The World Anti-Doping Agency (Wada) on Monday banned Russia from global sporting events including the 2020 Tokyo Olympics and the 2022 Beijing Winter Olympics after accusing Moscow of falsifying data from an anti-doping laboratory.
Wada's executive committee took the decision after it concluded that Moscow had tampered with laboratory data by planting fake evidence and deleting files linked to positive doping tests that could have helped identify drug cheats.
The committee's decision to punish Russia with the four year ban was unanimous, the spokesman said.
The country's president, Vladimir Putin, said on Monday that Moscow had grounds to appeal the decision by the World Anti-Doping Agency. He also said the move violated the Olympic charter.
Speaking in Paris after talks with his Ukrainian counterpart, Mr Putin said the move was a political one and he would examine the decision.
The Russian President at a news conference in the French presidency's Elysee Palace, said the WADA conclusions contained no complaints directed at Russia's national Olympic committee.
"And if there are no complaints against it, then the country should compete under the national flag. That's written in the Olympic charter. That means that, in that aspect, the WADA decision violated the Olympic charter. We have all grounds to appeal," Mr Putin said.
"Any punishment should be individual, and should be linked to what has been done ... by one person or another. A punishment cannot be collective, and apply to people who have nothing to do with certain violations," he added.
"If someone takes such a decision about collective punishment, I think there is every grounds to suppose that the basis for such decisions is not a care about the purity of international sport, but political considerations which have nothing to do with the interest of sport or the Olympic movement," Mr Putin said.
Russia, which has tried to showcase itself as a global sports power, has been embroiled in doping scandals since a 2015 report commissioned by the Wada found evidence of mass doping in Russian athletics.
Its doping woes have grown since, with many of its athletes sidelined from the past two Olympics and the country stripped of its flag altogether at last year's Pyeongchang Winter Games as punishment for state-sponsored doping cover-ups at the 2014 Sochi Games.

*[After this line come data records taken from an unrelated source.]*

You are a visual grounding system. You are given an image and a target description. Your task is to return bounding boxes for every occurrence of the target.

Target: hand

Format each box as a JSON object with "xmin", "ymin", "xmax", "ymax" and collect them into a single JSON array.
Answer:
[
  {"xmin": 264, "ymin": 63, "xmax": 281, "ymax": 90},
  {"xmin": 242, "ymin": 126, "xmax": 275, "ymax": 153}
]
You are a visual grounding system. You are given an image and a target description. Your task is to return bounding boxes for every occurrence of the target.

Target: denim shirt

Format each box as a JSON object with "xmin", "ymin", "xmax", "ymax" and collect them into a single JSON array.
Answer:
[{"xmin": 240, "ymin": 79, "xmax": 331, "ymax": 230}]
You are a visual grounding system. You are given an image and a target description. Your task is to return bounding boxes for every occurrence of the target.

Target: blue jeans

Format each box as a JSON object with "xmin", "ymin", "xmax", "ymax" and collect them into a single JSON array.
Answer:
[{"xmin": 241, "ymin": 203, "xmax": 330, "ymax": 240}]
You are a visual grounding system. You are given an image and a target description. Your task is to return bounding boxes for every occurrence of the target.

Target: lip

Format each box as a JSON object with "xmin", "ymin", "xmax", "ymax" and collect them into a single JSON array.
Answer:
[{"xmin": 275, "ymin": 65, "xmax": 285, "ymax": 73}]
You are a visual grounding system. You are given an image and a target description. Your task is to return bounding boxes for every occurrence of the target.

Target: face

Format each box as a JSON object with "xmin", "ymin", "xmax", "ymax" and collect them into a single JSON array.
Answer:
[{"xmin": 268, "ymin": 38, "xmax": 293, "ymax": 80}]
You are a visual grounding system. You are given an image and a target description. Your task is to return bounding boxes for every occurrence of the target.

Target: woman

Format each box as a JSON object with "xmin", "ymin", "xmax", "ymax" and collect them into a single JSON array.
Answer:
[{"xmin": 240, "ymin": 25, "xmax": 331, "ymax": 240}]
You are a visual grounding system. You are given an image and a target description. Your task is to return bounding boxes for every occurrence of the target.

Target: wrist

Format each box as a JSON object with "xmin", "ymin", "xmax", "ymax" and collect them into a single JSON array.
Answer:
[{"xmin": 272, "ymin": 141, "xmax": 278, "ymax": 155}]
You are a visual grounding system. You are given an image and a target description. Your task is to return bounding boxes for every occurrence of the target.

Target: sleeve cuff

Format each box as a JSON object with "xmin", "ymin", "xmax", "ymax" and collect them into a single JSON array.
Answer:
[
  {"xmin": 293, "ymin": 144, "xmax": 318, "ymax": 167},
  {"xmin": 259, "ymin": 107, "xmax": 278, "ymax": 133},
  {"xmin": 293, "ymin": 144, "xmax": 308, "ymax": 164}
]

“Russia was afforded every opportunity to get its house in order … but it chose instead to continue in its stance of deception and denial,” Wada president Craig Reedie said.
:quality(70)/cloudfront-eu-central-1.images.arcpublishing.com/thenational/KXVSWUR75KDCLO43XUBTN3P2PY.jpg)
Responding to the ban, Russian Prime Minister Dmitry Medvedev urged sports organisations to appeal and said the ruling was “a continuation of this anti-Russian hysteria which has already become chronic”.
But the head of Russia's anti-doping agency said his country had "no chance" of winning an appeal against a ban he said was a tragedy for clean athletes.
"There is no chance of winning this case in court," RUSADA chief Yury Ganus said after the ban was imposed.
The agency's supervisory board is set to meet on December 19 to take a decision on whether to appeal the ban, he said.
"This is a tragedy," he said.
"Clean athletes are seeing their rights limited."
:quality(70)/cloudfront-eu-central-1.images.arcpublishing.com/thenational/MOLP65GNASIS3QHUFBCUG3Q4EM.jpg)
Mr Ganus said that some Russian athletes were contemplating leaving Russia so that they could train elsewhere.
He described the sentiments among athletes as "awful," stressing that four years for a sportsman is a long time in what can be a short career.
Monday's sanctions had been recommended by Wada's compliance review committee in response to the doctored laboratory data provided by Moscow earlier this year.
One of the conditions for the reinstatement of RUSADA, which was suspended in 2015 in the wake of the athletics doping scandal but reinstated last year, had been that Moscow provide an authentic copy of the laboratory data.
The sanctions effectively strip the agency of its accreditation.
Sports Minister Pavel Kolobkov last month attributed the discrepancies in the laboratory data to technical issues.
The punishment, however, leaves the door open for clean Russian athletes to compete at major international sporting events without their flag or anthem for four years, as was the case during the 2018 Pyeongchang Olympics.
After the ban was announced, the heads of several Russian sports federations said they were preparing to send athletes to the 2020 Tokyo Olympics under a neutral flag.
The head of Russia's swimming federation, Vladimir Salnikov, said the country's athletes "must go to the Olympics whatever the situation".
"Of course we'd prefer that our athletes participate under the Russian flag and hear their national anthem. But the circumstances may be different... (and) no-one has the right to deprive innocent athletes of their dreams," he told state news agency RIA Novosti.
"If (participating under a neutral flag) is the only possibility, we must go and win. Our clean athletes, I am sure, will show that they are strong, even in these circumstances," said the head of the waterpolo, diving and synchronised swimming federation, Alexei Vlasenko.